Como es de público conocimiento, la presidenta Cristina Fernández de Kirchner se quebró el tobillo. El accidente doméstico ocurrió en Santa Cruz. Cuando la mandataria pretendió hacerse una resonancia magnética en el Hospital Regional de Santa Cruz, no pudo hacerlo ya que el resonador no funcionaba.
Diez días antes, los trabajadores del centro hospitalario «festejaban» con una torta que exhibía una velita, el primer aniversario del resonador sin funcionar.
Inmediatamente la inefable oligarca ordenó la movilización del avión presidencial a bordo del cual se trasladó a la Ciudad de Buenos Aires para hacerse tratar en el Sanatorio Otamendi.
La presidenta probó una gotita de su propia medicina, lo cual la puso nerviosa y de muy mal humor. La falta de recursos destinados al mantenimiento de los servicios de salud también le afectó a ella. Claro que, como miembro y eficaz servidora de la oligarquía financiera, resolvió casi sin transpirar, la atención médica que no le dio el efector público, utilizando como siempre y en forma discrecional los recursos del pueblo.
Ésa es la diferencia con el pueblo trabajador que no puede resolver así de fácil los problemas de salud. Además, en el mismo hospital, hace poco más de diez días, se rompió también el tomógrafo quedando sin servicio. El sufrimiento de los santacruceños para sus problemas de salud se agranda y se prolonga porque la clase social a la que pertenece la presidenta les niega los recursos para resolverlos.
El pueblo santacruceño, al igual que el pueblo de todo el país, padece las políticas del Estado al servicio de los monopolios que primero se apropia de todos los recursos generados por los trabajadores y el pueblo y luego los utiliza para sostener, y en lo posible aumentar, sus ganancias, al tiempo que escatima recursos para la atención de las necesidades de la población que no cuenta con otra posibilidad.

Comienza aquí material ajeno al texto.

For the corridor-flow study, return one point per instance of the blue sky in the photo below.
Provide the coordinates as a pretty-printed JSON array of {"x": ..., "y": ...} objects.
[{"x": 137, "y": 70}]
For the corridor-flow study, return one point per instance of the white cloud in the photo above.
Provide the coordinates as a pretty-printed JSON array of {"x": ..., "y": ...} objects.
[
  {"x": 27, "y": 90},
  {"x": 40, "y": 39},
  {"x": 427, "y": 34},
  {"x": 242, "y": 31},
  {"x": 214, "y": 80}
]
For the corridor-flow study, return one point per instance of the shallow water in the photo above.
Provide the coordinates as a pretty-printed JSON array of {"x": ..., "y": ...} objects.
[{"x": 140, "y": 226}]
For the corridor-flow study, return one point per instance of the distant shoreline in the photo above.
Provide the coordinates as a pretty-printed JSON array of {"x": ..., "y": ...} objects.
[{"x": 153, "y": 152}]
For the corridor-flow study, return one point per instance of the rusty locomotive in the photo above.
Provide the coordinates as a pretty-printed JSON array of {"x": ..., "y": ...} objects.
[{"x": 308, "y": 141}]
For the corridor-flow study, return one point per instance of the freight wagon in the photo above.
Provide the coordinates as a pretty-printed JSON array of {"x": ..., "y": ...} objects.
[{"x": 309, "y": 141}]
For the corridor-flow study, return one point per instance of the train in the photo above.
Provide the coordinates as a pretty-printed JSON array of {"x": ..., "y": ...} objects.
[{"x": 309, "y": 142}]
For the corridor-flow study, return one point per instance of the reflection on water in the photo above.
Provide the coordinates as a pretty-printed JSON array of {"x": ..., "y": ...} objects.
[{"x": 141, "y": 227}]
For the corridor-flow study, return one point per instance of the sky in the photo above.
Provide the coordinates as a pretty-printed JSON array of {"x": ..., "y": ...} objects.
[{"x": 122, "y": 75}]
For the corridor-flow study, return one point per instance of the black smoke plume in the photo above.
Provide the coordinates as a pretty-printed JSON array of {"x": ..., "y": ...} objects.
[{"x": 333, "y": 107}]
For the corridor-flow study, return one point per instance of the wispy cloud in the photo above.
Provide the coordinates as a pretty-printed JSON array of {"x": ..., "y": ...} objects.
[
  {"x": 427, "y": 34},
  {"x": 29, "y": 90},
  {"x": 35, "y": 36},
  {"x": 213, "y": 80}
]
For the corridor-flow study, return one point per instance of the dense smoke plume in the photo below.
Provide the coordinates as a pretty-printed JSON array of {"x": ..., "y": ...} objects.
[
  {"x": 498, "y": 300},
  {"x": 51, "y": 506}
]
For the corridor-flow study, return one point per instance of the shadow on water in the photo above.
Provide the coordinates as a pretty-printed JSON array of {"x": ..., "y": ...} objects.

Así como la oligarca presidenta resuelve sus necesidades, o la de su familia (recordar el despliegue del avión presidencial para buscar a su hijo por un problema de rodilla o para internar a su hija por una afección que no trascendió), toda la oligarquía financiera está protegida por el Estado, mientras que el mismo Estado se erige como herramienta de suplicio para la población trabajadora.
El ejemplo es muy gráfico y pinta de pies a cabeza la realidad clasista que vive nuestro país, aunque es sólo una pequeña y casi insignificante muestra de los enormes, persistentes y profundos males que ocasiona al pueblo la burguesía en el poder, los cuales, además, se proyectan a futuro profundizando y empeorando las magras condiciones de vida que hoy sufrimos.
Lo mismo se aplica para los problemas de seguridad, vivienda, alimentación, educación e ingresos para la clase productora (la clase obrera) y los trabajadores y pueblo en general.
Todos los problemas y conflictos son productos de la división de clases entre la minoritaria burguesía monopolista que posee todos los recursos, incluido el Estado mismo, y la clase obrera que produce todo lo existente y no es propietaria de ningún recurso que le permita vivir sin someterse a la cruel explotación capitalista, pues diariamente junto al pueblo trabajador es expropiada de su fuerza de trabajo.
Por eso negar la existencia y lucha irreconciliable entre estas clases antagónicas es abonar la fantasía de los cómplices y medrosos de las confrontaciones que nos quieren engañar con un mundo idílico en el que los oligarcas piensen en las necesidades de la población, se preocupen y pongan manos a la obra para satisfacerlas. Estos son los que cada cuatro años, nos llaman a apostar a la buena voluntad de los candidatos a gobernar los destinos del país, tratando de convencernos que a través del curso de la desvencijada y corrupta «democracia» burguesa, que ahora levanta un proyecto «nacional y popular», y mañana un proyecto con otro nombre, iremos acercándonos a una sociedad más justa. Siendo que en realidad ocurre todo lo contrario, pues día a día nos alejamos de toda justicia para el pueblo.
Con esa cantinela, pretenden postergar combatiendo a diestra y siniestra cualquier idea sobre la necesidad de los cambios de fondo que requiere la revolución socialista que ponga al derecho lo que hoy está de cabeza. Es decir, las riquezas para quienes las producimos socialmente y la sufriente nostalgia de los privilegios para la clase parasitaria que vive a costa de nuestra sangre.